A crisis of intentionality
On Generation P, ethnic identities, and why we ought to pay more attention to the need for intentionality
In some influential circles, the tenor of the moment is a dour one: The Surgeon General warns of an "epidemic of loneliness", while college counseling departments fret that "Gen P[andemic]" students are struggling in dramatic new ways. The term "deaths of despair" (those ultimately attributable to emotional pain over economic hardship) has gone mainstream.
■ Without downplaying some of the very real sociological factors undoubtedly involved in at least some cases, perhaps we need to acknowledge another effect that is more personal and almost entirely uncoupled to economic circumstances: The crisis of intentionality.
■ At times in the past, with identities like religion and ethnicity tending to play a larger role in the average person's life than today, it may have been easier for many people to adopt an external framework for some of the bigger questions of "Why?". One becomes a farmer because that was the occupation handed down by one's father. One becomes a church elder because that is what everyone in the family has done. One prepares a certain meal every New Year because that is what was done in the motherland.
■ Individuality has liberated lots of people from oppressive traditions, and prosperity has brought countless new choices into being. But some people naturally find choices overwhelming, and most people probably struggle from time to time with the overload of choices available at every turn.

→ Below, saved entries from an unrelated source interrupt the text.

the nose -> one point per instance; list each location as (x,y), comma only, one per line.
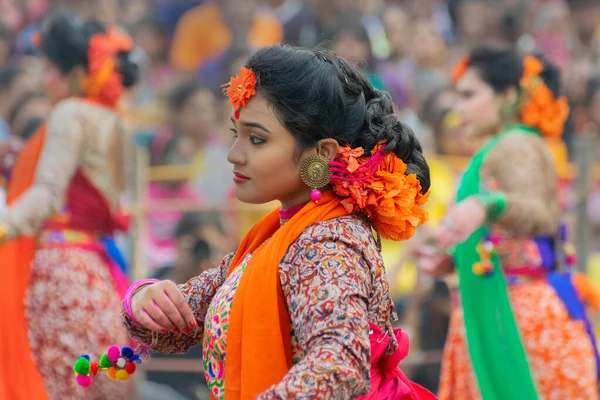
(236,155)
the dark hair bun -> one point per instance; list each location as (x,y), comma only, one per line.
(128,69)
(66,40)
(383,125)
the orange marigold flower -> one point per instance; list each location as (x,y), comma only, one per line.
(397,211)
(103,80)
(350,157)
(460,68)
(531,67)
(241,88)
(540,109)
(391,199)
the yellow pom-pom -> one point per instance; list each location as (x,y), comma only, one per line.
(569,249)
(111,373)
(479,269)
(122,375)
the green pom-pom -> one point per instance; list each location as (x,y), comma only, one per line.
(105,362)
(82,366)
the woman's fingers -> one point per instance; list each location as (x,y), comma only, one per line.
(148,323)
(162,307)
(183,308)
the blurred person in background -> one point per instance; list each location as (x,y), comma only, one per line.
(12,86)
(201,241)
(429,51)
(194,126)
(584,43)
(30,111)
(32,106)
(171,189)
(397,70)
(208,29)
(507,216)
(152,39)
(475,22)
(63,203)
(350,41)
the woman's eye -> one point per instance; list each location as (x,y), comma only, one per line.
(257,140)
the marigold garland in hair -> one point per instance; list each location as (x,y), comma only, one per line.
(391,199)
(241,88)
(459,68)
(540,109)
(103,80)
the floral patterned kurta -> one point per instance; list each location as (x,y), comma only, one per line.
(334,283)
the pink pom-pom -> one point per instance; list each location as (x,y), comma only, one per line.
(84,380)
(113,353)
(571,260)
(315,195)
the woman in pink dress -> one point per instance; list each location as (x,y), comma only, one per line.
(60,290)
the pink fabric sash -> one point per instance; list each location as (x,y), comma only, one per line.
(388,382)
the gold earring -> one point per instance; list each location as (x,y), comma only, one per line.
(315,173)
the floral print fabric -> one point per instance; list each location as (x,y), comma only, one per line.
(334,283)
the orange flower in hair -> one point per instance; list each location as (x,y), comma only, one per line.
(460,68)
(103,81)
(241,88)
(540,109)
(391,199)
(532,67)
(396,208)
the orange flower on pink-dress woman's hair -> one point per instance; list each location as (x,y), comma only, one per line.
(459,69)
(103,80)
(241,88)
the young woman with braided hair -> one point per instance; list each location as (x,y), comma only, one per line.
(302,308)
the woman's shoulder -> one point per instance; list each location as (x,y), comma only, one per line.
(74,106)
(351,230)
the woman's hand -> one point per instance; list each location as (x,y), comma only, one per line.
(161,307)
(433,262)
(463,219)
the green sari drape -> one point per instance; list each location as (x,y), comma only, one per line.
(497,354)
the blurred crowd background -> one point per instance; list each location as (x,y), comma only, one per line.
(181,199)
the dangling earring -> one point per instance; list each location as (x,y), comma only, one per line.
(316,174)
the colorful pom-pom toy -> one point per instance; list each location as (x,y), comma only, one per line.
(118,363)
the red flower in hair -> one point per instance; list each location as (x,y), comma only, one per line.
(391,199)
(460,68)
(241,88)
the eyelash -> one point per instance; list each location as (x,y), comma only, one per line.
(254,139)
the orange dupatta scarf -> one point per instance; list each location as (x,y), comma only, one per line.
(19,376)
(259,339)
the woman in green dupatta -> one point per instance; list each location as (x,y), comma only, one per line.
(511,336)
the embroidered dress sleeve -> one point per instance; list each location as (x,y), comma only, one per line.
(521,168)
(327,284)
(199,292)
(58,162)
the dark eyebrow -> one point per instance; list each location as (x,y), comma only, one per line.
(252,125)
(255,125)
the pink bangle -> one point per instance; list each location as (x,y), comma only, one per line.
(129,295)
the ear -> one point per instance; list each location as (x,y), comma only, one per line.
(328,148)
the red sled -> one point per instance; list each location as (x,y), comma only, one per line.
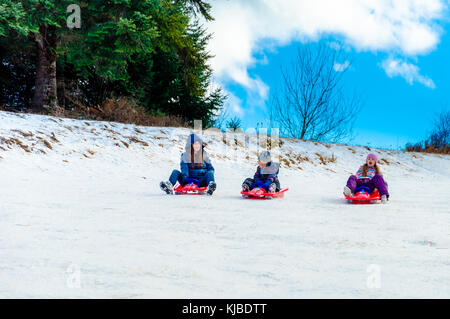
(364,196)
(191,188)
(260,193)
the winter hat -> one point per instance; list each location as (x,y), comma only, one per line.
(371,155)
(265,157)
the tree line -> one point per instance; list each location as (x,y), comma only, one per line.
(150,52)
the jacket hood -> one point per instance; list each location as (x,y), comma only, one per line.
(192,138)
(186,156)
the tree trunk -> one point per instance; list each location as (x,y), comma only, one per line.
(45,93)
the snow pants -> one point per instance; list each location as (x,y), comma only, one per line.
(251,181)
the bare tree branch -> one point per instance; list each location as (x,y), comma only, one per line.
(311,105)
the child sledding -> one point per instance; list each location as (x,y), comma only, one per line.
(368,185)
(197,173)
(265,183)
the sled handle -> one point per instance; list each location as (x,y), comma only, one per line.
(257,184)
(363,188)
(192,181)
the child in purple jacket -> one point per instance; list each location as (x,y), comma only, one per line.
(368,175)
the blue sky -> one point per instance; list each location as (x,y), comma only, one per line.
(402,75)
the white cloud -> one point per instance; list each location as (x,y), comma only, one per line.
(410,72)
(341,67)
(242,28)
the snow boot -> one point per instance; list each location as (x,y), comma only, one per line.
(167,187)
(348,191)
(211,188)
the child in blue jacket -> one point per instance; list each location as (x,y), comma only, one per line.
(194,163)
(266,173)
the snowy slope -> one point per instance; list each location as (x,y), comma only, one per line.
(82,215)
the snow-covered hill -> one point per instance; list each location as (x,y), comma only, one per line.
(82,215)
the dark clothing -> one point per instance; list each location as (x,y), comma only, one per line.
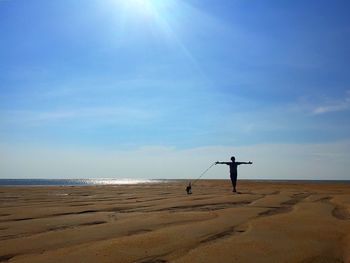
(233,172)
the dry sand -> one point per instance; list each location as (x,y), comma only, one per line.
(267,222)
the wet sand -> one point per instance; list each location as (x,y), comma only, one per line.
(266,222)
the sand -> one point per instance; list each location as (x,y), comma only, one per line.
(266,222)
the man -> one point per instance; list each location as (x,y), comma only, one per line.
(233,170)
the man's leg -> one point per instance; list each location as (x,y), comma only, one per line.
(234,181)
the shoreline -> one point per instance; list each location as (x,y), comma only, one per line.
(268,221)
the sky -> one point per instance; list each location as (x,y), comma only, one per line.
(164,88)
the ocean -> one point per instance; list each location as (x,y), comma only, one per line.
(75,182)
(114,181)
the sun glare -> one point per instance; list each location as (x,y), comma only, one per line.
(141,7)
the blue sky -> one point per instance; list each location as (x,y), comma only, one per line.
(123,75)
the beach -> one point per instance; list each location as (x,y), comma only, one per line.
(159,222)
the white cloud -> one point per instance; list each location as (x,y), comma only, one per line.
(271,161)
(333,106)
(109,114)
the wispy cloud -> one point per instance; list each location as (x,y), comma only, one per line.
(107,114)
(333,106)
(322,105)
(273,161)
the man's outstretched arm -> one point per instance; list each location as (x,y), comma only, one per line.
(244,163)
(222,163)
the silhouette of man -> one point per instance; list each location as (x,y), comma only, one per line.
(233,170)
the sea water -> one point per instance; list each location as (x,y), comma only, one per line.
(75,182)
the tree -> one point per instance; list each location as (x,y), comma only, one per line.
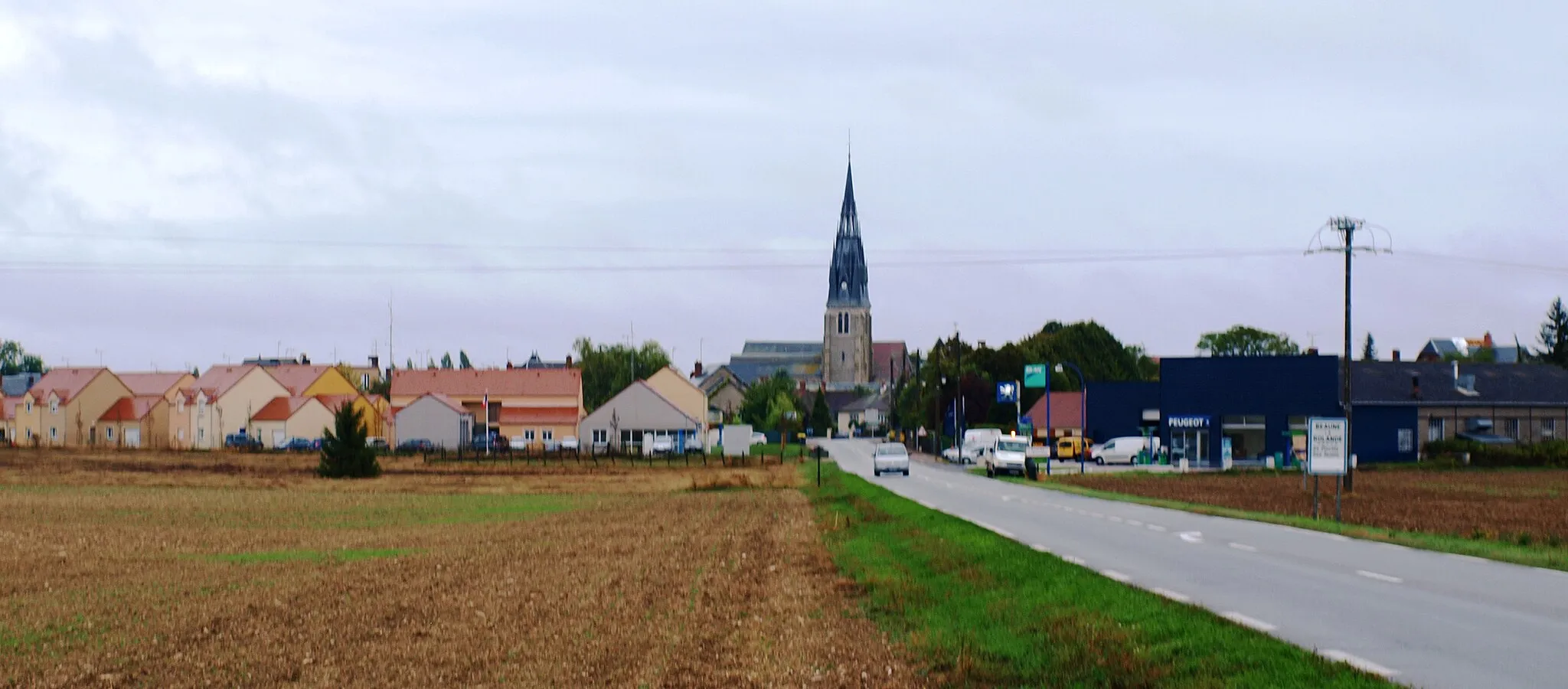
(1554,335)
(345,452)
(1246,341)
(609,369)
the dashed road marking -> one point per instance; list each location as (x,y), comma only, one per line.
(1358,663)
(1250,622)
(1373,575)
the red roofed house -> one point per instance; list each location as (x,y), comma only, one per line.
(64,405)
(537,405)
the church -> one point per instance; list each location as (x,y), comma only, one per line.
(847,363)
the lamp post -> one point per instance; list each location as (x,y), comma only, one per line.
(1083,412)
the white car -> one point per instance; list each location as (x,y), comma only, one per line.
(891,457)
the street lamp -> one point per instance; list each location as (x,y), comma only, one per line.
(1083,412)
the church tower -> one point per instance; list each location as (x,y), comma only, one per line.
(847,327)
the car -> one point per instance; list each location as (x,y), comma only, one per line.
(891,457)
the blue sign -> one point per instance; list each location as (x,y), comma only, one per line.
(1007,391)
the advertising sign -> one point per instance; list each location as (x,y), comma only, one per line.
(1035,376)
(1325,446)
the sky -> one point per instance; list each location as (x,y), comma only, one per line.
(187,182)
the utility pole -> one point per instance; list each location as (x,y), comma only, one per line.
(1344,230)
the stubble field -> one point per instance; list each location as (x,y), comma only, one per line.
(136,570)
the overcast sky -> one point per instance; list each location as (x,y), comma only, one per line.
(325,158)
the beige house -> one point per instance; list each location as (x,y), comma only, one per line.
(64,405)
(226,399)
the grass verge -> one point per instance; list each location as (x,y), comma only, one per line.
(1491,550)
(988,611)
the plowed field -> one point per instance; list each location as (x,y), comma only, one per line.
(1529,506)
(257,575)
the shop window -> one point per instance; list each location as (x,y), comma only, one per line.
(1247,435)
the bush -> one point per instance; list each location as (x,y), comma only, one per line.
(1548,454)
(347,454)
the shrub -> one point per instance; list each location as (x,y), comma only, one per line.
(345,452)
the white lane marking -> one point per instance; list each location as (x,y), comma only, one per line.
(1250,622)
(1358,663)
(1373,575)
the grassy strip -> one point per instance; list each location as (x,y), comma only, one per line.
(987,611)
(1491,550)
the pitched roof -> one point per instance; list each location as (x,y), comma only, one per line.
(540,415)
(220,379)
(131,409)
(1393,384)
(154,384)
(493,382)
(281,409)
(297,377)
(64,384)
(1067,410)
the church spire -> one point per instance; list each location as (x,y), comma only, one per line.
(847,275)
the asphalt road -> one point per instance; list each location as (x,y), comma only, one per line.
(1418,617)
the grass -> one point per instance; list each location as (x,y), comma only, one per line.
(987,611)
(1488,548)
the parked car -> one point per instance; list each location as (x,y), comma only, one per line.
(1123,451)
(891,457)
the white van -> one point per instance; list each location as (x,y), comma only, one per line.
(1005,454)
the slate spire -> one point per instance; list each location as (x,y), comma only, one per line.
(847,275)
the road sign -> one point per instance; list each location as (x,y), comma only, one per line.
(1007,391)
(1035,376)
(1325,446)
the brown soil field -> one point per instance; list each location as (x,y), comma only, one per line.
(1473,505)
(146,570)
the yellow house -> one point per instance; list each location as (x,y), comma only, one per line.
(64,405)
(224,400)
(681,393)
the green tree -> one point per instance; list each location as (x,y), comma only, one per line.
(345,452)
(1246,341)
(1554,335)
(609,369)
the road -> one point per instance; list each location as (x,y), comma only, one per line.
(1418,617)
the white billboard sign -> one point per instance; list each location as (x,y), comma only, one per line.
(1327,452)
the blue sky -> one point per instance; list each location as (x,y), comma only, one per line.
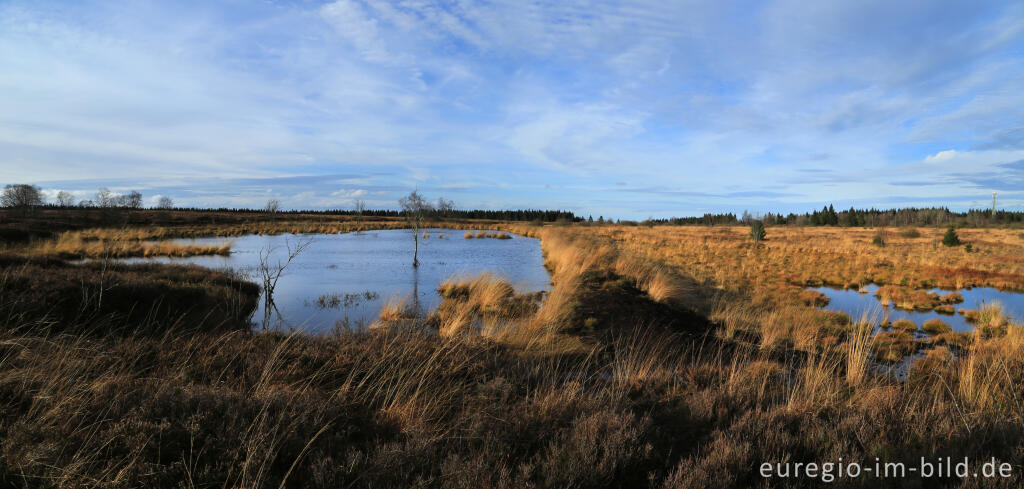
(630,109)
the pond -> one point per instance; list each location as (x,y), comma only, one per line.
(342,280)
(856,303)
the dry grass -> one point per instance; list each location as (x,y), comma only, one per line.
(493,390)
(76,246)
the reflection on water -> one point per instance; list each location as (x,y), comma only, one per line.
(343,279)
(856,304)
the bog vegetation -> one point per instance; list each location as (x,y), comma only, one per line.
(662,357)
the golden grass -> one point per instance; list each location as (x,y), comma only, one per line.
(504,397)
(75,246)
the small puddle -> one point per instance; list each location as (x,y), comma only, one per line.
(857,303)
(343,280)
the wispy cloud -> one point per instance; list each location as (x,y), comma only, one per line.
(778,105)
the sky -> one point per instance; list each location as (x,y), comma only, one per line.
(627,109)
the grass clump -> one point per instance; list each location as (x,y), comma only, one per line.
(909,232)
(936,326)
(905,325)
(950,238)
(758,232)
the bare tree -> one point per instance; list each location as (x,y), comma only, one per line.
(415,209)
(444,207)
(133,199)
(272,206)
(270,272)
(20,195)
(104,197)
(65,198)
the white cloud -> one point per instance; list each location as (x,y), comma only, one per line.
(941,156)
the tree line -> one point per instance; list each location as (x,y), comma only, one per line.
(28,196)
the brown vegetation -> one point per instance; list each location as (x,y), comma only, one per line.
(663,357)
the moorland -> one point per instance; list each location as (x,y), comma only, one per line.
(663,356)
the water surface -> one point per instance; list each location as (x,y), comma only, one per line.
(359,272)
(856,304)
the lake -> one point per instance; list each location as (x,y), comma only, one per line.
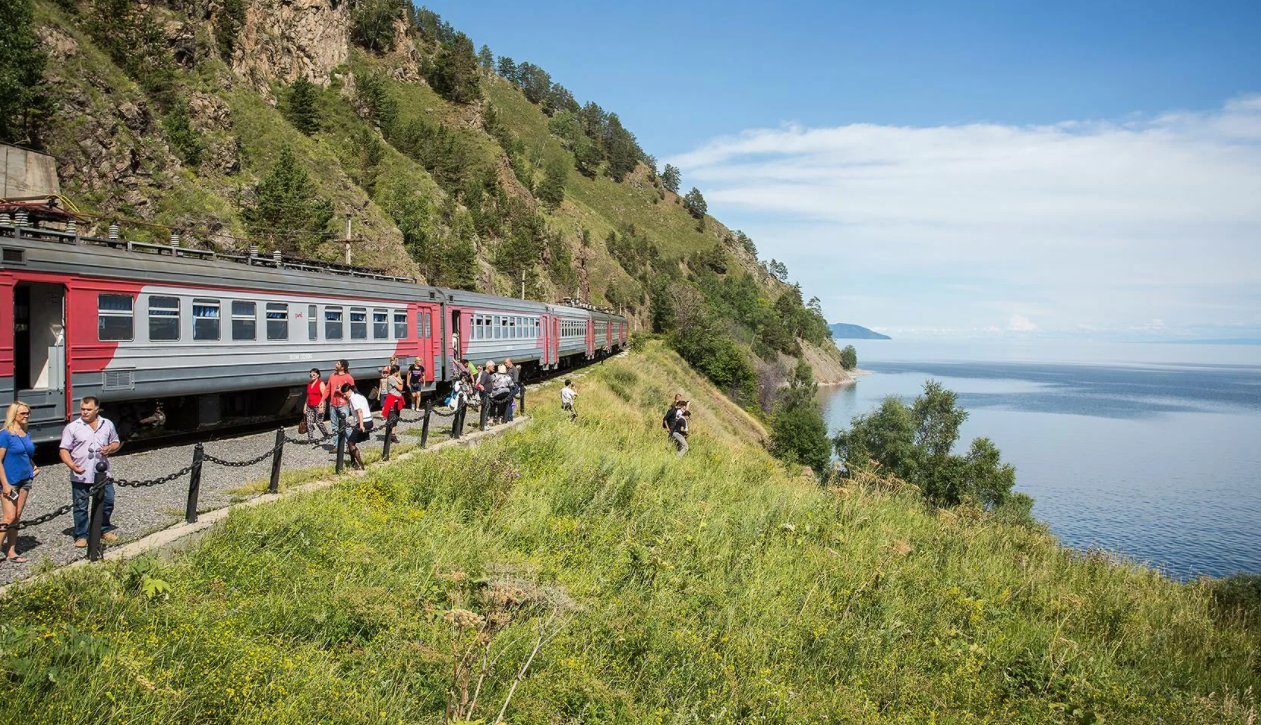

■ Automation has crept in almost everywhere imaginable to help people tune out and make decisions as if on autopilot: Prepared or planned meals arrive on the doorstep. Netflix assumes you want to keep watching from one TV episode to the next. An app promises to guide you to sleep. Your watch may even tell you when to breathe.
■ Missing from all of this is intentionality: Making a conscious, deliberate choice about some manner of taking a next step or regulating one's own behavior. Some philosophers would even say it's the essence of human existence to critically examine nearly every significant thought.
■ It's hard to imagine how to introduce either the theory or the practice of intentionality in any kind of structured or institutionalized fashion. Could a middle-school teacher somehow compel a classroom of students to value making choices as a self-evident good in its own right? Hardly. But once one begins to recognize the many cases where people of all social and economic backgrounds surrender their choices to the many various (and increasingly numerous) incarnations of autopilot available in the modern world, it's hard to look the other way.